The communications work to be undertaken by the taskforce will need to hit the ground running, because the misinformation campaign has had a significant headstart. The first anti-vaccine campaign was against the smallpox inoculation in the 1850s. Then, scepticism ranged from general mistrust of science, suspicions about its efficacy, doubts about whether it was “Christian” because it was derived from animals, and the suggestion that vaccination violated an individual’s personal liberty.

The CCDH report calculated that the anti-vaccine movement is worth around $1 billion in annual revenues to tech giants

If this sounds familiar, it’s because the core themes of anti-vaxxers haven’t changed much, even if their methods have become more sophisticated. These days, it isn’t a movement so much as a colossal industry. A small but highly vocal minority are behind most of the misinformation online. Many are big-name sceptics in it for financial gain – they frequently pause in their anti-vaccination rants to plug their own brand of impressive-sounding nutri-holistic-naturopathic-snake-oil-woo-woo supplements. Recent analysis by the US Center for Countering Digital Hate (CCDH) looked at 409 anti-vaxx accounts, with a total of 58 million followers. Of these, the 147 most popular added eight million new followers since 2019.
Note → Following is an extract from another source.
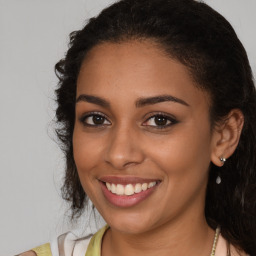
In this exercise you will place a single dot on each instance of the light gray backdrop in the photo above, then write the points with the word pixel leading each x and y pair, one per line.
pixel 33 37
Facebook and YouTube say they don't allow misinformation, false content or conspiracy theories on their platform. In October, Facebook took this a step further and banned ads telling people not to have the vaccine, but allowed unpaid posts to remain. Earlier this month, it said it would take down misinformation that posed a risk of "imminent harm" and label content that doesn't reach that threshold.

Screaming headlines

But the dull, polite pop-up links to the HSE website and the gentle fact check labels are no match for the screaming headlines about 'The video YouTube doesn't want u to see!!!!" Facebook says groups and pages that spread false information are hidden in its search tool, but it took me all of nine seconds to find one such 27-minute video which claims, among other things, that the pandemic is "the greatest hoax in history". One of those interviewed is UCD professor Dolores Cahill, chair of the Irish Freedom Party, who says Covid can be treated with vitamin D, C, zinc and "other very safe medicines".

Why do tech giants allow this content to stay on their platforms? The same reason they have never managed to clamp down effectively on other forms of misinformation or online harm. It's the revenue, stupid. The CCDH report calculated that the anti-vaccine movement is worth around $1 billion in annual revenues to tech giants. If they wanted to, says science writer Dr David Robert Grimes, "social media companies could end the scourge of misinformation overnight."

The Government’s pro-vaccine campaign will also have to play out online. Arming people with the facts to counter the kind of wild claims they might encounter is a far more effective strategy than trying to persuade them retrospectively that the vaccine isn’t designed to create a race of genetically modified humans. A longer-term solution is that the public needs to become much better at critical thinking. But we can’t afford to wait for that.

The battle against the Covid vaccine has been waging for months already. Now it’s time the counter-attack stepped up. “This pandemic isn’t even the one I’m worried about,” says Grimes. “I hope we learn some lessons for the next one.”